Sujet du livre 3
L’écriture me dépasse, mais je sais au moins une chose :
pour moi le processus doit rester clos, aussi personnel et intime que mes
pensées intérieures, rien ne doit sortir, car je sais que la moindre fuite
impliquerait l’arrêt. C’est inévitable. Rien ne doit être révélé, avant que
tout soit terminé.
Besoin-envie de ce que la littérature rend éternel, et
rejet de ce que la vie défait.
Écrivain, ce qui peut nous conduire à persévérer,
certains jours, c'est de ne pas savoir ce que nous écrirons demain.
∞
"Tiens,
tu n'as qu'à en faire un roman", me disait-on, le conseil facile.
Mais
le roman, c'est bien autre chose que les neuf dixièmes de ce qui paraît de nos
jours sous cette appellation confortable où chacun prend ses aises, où il ne
s'agit à présent on dirait que de transposer - témoigner, ce qui est à la
portée d'à peu près tout le monde.
Aussi
bien, en fait d'histoires, est-ce que la coupe n'est pas déjà pleine ou en
veut-on encore ? Toujours d’autres. Toujours
plus…
Écrire
en matière d'histoire sinon la nôtre, à
partir de la nôtre et sans vouloir « romancer », c'est encore là
peut-être la seule issue et ce qui fait le moins doublon. Car la littérature,
du moins ce qu’on appelle ainsi à travers ses nouveautés, dès qu’on l’amène à
destination, c’est-à-dire en librairie, il semblerait qu’il faille s’accrocher
ou bien s’écarter pour ne pas être emporté par le flot des rivières qui
débordent, drainant dans leur libération des publications dont on ne sait
jamais si elles sont au début ou en fin de course de leur voyage, à cause
d’une cadence à filer un torticolis et lasser sa curiosité de lecteur.
Certains
auteurs ont une si haute idée d’eux-mêmes qu’il ne reste plus rien pour les
autres. Est-ce que, pour la plupart, tout ne se passe pas chez eux comme si le
roman n’était qu’une formalité qui ne sert qu’à s’établir écrivain, comme un épicier, restaurateur, plombier…

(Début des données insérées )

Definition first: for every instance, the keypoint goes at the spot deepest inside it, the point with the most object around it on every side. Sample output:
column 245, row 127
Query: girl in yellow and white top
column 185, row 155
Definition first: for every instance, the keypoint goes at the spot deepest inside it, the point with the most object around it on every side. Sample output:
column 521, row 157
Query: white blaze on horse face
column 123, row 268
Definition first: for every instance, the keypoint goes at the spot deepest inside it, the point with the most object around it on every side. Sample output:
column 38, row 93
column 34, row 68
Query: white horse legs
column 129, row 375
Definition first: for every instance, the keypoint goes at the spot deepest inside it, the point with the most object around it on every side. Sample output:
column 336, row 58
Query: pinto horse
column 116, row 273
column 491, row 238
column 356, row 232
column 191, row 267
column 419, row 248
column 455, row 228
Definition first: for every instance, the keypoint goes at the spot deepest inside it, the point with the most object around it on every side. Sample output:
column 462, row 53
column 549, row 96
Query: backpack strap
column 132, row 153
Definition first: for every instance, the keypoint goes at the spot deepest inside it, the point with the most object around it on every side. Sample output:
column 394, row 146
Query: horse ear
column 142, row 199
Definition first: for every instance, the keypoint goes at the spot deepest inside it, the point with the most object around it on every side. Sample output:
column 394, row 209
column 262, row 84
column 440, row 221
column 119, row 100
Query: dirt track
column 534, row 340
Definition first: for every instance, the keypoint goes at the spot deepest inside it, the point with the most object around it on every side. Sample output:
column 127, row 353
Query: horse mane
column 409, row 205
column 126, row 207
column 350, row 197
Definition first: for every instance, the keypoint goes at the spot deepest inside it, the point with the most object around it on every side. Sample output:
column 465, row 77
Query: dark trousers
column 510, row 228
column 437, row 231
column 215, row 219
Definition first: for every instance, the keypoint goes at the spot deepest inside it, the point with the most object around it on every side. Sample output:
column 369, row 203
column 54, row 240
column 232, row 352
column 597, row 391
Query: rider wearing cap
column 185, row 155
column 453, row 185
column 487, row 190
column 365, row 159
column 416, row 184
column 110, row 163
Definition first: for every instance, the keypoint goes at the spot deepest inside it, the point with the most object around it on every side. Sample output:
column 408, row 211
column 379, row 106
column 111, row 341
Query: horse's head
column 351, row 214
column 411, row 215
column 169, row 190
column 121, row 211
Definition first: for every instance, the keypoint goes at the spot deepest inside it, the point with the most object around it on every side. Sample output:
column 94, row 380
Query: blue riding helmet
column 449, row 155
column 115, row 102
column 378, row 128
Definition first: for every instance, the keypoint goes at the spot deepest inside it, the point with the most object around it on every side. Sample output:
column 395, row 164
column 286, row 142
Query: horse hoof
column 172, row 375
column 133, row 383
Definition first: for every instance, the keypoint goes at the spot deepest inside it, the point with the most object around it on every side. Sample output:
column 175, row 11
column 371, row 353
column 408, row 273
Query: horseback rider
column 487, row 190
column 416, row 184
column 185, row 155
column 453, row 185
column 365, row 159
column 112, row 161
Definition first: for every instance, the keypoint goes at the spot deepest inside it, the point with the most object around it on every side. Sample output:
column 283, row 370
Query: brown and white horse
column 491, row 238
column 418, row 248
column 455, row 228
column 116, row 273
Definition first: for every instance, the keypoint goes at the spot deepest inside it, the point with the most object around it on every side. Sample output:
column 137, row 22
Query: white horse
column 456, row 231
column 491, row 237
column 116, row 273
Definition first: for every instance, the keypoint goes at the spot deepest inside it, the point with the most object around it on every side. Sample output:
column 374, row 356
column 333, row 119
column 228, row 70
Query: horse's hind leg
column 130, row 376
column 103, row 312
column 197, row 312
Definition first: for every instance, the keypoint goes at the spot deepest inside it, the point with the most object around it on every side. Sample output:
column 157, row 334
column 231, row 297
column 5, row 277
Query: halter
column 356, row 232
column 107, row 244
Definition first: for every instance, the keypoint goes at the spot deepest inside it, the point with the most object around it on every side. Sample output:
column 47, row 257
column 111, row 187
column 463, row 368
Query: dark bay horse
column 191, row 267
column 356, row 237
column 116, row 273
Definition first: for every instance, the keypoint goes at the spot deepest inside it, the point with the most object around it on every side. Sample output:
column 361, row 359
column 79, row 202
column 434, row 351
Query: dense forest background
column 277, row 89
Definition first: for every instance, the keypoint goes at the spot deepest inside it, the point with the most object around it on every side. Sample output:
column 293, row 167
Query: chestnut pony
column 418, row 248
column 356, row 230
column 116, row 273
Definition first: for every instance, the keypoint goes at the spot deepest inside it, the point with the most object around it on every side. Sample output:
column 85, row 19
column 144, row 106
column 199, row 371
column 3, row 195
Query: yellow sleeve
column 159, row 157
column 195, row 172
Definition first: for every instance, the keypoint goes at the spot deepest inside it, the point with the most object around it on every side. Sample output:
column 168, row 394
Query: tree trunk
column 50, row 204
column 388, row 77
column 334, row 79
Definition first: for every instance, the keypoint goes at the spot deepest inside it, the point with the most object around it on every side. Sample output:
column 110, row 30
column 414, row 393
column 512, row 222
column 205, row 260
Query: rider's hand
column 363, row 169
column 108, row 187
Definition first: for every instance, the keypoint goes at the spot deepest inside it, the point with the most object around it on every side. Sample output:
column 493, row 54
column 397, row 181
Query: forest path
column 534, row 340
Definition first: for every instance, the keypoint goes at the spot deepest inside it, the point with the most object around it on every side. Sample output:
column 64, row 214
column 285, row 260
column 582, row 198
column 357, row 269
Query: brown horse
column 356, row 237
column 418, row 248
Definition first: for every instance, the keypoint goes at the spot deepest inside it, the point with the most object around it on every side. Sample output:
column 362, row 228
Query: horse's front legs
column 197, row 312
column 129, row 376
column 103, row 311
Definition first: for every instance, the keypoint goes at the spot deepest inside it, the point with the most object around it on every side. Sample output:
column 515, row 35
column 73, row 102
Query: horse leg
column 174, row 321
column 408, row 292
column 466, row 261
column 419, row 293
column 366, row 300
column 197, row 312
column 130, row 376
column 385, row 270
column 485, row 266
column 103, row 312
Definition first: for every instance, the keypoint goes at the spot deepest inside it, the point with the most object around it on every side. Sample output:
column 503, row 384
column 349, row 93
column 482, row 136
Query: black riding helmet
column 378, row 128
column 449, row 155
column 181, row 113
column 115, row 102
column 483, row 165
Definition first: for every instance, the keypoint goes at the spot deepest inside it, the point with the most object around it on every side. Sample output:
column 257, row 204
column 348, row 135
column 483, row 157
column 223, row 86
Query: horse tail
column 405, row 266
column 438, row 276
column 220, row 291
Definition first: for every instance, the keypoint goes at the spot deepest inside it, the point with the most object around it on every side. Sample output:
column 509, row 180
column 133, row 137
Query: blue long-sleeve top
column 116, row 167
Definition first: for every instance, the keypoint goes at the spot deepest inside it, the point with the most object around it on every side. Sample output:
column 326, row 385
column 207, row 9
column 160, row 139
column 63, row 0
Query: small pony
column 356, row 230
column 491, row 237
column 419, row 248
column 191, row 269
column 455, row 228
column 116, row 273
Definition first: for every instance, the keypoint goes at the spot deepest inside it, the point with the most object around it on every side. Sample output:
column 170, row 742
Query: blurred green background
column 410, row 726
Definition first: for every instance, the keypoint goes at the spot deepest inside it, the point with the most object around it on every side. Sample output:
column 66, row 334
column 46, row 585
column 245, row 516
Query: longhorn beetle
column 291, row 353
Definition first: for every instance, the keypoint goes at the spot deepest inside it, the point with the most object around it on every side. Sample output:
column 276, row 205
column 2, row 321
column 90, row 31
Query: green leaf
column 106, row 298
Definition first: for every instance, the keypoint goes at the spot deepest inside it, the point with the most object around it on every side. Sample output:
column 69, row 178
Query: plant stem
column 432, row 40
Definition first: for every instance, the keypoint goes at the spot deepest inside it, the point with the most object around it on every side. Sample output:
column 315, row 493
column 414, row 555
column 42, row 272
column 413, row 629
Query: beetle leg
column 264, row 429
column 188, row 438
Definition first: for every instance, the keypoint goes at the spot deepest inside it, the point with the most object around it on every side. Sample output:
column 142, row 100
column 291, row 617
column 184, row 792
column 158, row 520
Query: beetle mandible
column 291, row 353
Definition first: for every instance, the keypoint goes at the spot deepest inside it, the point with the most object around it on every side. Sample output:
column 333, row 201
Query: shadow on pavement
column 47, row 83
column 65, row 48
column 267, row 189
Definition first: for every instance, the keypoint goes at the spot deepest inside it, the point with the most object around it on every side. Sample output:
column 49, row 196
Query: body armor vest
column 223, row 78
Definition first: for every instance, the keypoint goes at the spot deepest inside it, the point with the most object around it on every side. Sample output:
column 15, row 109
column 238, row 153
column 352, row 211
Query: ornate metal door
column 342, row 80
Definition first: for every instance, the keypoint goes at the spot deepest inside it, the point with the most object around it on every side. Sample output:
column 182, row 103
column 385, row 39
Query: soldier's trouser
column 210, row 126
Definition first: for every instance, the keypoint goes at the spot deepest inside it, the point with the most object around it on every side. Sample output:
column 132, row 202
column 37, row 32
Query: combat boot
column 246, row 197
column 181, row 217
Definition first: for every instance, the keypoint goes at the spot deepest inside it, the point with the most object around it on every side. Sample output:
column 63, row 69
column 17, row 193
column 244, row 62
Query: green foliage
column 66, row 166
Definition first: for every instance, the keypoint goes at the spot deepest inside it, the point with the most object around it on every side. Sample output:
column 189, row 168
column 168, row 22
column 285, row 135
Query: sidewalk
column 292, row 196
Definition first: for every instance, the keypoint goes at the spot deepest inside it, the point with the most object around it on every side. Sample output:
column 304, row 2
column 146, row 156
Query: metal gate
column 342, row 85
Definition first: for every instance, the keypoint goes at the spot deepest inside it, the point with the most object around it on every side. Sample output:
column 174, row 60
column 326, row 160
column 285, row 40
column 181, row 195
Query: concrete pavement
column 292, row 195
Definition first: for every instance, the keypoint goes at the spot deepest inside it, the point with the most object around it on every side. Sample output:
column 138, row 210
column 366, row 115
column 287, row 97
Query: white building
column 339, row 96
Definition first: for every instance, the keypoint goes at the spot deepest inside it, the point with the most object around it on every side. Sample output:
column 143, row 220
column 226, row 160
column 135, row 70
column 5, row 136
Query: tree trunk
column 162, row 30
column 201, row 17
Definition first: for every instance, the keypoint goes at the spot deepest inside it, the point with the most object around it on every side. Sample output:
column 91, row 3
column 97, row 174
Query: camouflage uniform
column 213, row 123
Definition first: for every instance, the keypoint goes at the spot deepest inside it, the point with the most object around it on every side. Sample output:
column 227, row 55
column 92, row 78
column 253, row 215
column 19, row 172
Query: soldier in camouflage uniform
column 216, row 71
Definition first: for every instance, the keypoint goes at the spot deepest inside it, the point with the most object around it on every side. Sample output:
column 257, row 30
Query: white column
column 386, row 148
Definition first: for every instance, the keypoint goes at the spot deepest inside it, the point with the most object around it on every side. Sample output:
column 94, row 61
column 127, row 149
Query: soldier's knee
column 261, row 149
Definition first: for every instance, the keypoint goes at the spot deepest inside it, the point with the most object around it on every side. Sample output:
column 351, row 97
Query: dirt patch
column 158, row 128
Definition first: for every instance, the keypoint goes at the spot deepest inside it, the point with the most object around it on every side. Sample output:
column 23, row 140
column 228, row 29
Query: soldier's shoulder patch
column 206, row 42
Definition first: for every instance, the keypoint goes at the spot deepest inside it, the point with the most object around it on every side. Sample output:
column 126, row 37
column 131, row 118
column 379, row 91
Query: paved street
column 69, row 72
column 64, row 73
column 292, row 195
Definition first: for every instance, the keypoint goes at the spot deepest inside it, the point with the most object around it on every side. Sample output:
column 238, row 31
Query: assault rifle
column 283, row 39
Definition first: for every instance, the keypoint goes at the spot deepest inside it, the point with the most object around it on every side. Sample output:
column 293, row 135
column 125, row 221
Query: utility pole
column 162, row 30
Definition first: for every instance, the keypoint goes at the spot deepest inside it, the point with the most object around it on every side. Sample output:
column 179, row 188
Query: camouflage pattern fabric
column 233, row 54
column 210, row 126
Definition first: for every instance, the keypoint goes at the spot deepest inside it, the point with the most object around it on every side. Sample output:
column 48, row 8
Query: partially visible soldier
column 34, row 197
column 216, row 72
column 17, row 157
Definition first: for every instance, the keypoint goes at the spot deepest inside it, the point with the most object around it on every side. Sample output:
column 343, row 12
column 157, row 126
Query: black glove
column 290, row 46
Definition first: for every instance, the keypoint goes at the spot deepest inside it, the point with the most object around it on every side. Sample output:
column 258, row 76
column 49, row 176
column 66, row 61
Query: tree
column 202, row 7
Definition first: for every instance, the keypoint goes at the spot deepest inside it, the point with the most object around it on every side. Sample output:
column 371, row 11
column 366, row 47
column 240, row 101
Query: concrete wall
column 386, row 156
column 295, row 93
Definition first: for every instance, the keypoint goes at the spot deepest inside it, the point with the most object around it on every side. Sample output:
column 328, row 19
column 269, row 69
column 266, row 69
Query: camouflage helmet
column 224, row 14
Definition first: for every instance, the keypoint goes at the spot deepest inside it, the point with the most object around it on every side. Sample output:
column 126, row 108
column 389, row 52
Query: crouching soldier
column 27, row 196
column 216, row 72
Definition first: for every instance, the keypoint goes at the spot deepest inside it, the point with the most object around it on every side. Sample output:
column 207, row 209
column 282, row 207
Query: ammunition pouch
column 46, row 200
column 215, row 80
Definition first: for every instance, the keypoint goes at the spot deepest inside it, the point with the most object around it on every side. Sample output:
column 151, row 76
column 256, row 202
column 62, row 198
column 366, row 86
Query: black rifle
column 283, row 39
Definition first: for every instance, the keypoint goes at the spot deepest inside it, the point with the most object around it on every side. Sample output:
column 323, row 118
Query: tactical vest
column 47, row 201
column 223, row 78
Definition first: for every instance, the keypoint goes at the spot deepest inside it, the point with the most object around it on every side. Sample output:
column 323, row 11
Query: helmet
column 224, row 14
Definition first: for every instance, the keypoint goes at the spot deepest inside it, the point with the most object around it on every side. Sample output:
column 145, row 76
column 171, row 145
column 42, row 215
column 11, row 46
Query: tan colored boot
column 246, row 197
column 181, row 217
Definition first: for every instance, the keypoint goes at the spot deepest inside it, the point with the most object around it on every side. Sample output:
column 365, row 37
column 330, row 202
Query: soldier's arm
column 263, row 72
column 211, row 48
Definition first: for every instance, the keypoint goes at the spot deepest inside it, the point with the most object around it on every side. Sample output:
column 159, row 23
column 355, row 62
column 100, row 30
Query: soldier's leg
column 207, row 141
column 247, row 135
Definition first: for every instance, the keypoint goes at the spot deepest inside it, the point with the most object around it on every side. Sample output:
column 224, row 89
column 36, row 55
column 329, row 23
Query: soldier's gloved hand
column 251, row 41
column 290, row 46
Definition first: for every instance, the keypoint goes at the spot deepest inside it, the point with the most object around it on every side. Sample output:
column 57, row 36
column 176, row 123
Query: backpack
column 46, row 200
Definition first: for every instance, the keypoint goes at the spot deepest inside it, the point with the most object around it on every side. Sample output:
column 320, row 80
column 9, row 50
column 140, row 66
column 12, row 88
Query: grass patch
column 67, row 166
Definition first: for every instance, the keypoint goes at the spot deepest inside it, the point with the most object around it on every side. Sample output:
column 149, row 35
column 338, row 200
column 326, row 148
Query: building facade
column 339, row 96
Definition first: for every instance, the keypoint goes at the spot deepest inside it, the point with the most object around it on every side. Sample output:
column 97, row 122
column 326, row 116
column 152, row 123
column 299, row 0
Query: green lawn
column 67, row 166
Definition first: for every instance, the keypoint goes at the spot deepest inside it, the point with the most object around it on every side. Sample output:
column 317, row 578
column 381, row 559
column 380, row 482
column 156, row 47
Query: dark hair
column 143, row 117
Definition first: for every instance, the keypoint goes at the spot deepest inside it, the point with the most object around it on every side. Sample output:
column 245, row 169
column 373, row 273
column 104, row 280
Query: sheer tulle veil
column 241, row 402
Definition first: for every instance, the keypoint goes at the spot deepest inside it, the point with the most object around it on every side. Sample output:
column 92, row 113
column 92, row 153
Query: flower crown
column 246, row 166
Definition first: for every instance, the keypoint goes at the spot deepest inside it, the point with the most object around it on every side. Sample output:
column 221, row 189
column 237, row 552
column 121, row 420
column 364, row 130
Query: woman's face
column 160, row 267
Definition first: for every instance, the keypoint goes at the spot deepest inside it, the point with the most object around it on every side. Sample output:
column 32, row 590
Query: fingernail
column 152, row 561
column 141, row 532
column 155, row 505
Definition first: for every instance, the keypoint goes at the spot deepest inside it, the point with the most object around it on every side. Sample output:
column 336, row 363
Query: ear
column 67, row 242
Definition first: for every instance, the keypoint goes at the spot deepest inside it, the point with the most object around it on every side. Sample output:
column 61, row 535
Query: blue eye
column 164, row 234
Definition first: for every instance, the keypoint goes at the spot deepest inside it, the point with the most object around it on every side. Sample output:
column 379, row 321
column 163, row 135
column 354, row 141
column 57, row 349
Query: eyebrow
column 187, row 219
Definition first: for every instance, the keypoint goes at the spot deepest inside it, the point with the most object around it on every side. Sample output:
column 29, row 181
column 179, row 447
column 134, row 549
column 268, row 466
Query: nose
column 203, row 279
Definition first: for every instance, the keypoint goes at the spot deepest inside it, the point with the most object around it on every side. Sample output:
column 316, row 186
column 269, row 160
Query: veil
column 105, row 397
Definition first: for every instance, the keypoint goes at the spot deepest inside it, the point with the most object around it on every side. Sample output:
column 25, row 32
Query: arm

marchande de fleurs – sans vouloir diminuer l’importance de ces (vrais) métiers ?
Quand
la vie passe sans que la plume ne puisse la retenir, c'est frustrant, ça l'est
tout autant quand la plume réussit : à peine remettons-nous le nez à la fenêtre
que nous la retrouvons en liberté, cette vie que nous croyions, par nos mots,
avoir réussi à coffrer.
L’étape
suivante, qui sera peut-être définitive : donner congé à quelque lecture
que ce soit, ce qui reviendrait malgré soi à vouloir se protéger d’une menace, celle
qui proclame que « ce qui est lu déprécie ce qui est vécu ». Cela
m’arrive parfois d’y songer. À vrai dire seulement lorsqu’un roman, à force de
vide autosatisfait, me tombe des mains. Je le regrette et le déplore, ça me
rend triste, mais je le referme, et pour toujours.
Je
me souviens autrefois quand pour écrire – le jour, mais surtout la nuit, seul créneau
qu’il restait – il me fallait me réfugier dans les toilettes afin de trouver un
endroit apte à m’accueillir où je puisse être un peu tranquille, et encore là,
il n’y avait absolument rien de garanti. Quelqu’un pouvait, une petite main ou
une grosse paluche, d’un moment à l’autre, venir secouer la poignée… À cinq,
dont trois petits, dans un appartement de quatre pièces (mais c’aurait été plus
grand c’était pareil), pas moyen d’être à l’abri des demandes et besoins de
tous… Ça m’angoissait terriblement parfois. Mais pour autant, à qui me
demandait “n’aimeriez-vous pas avoir une pièce à vous pour travailler ?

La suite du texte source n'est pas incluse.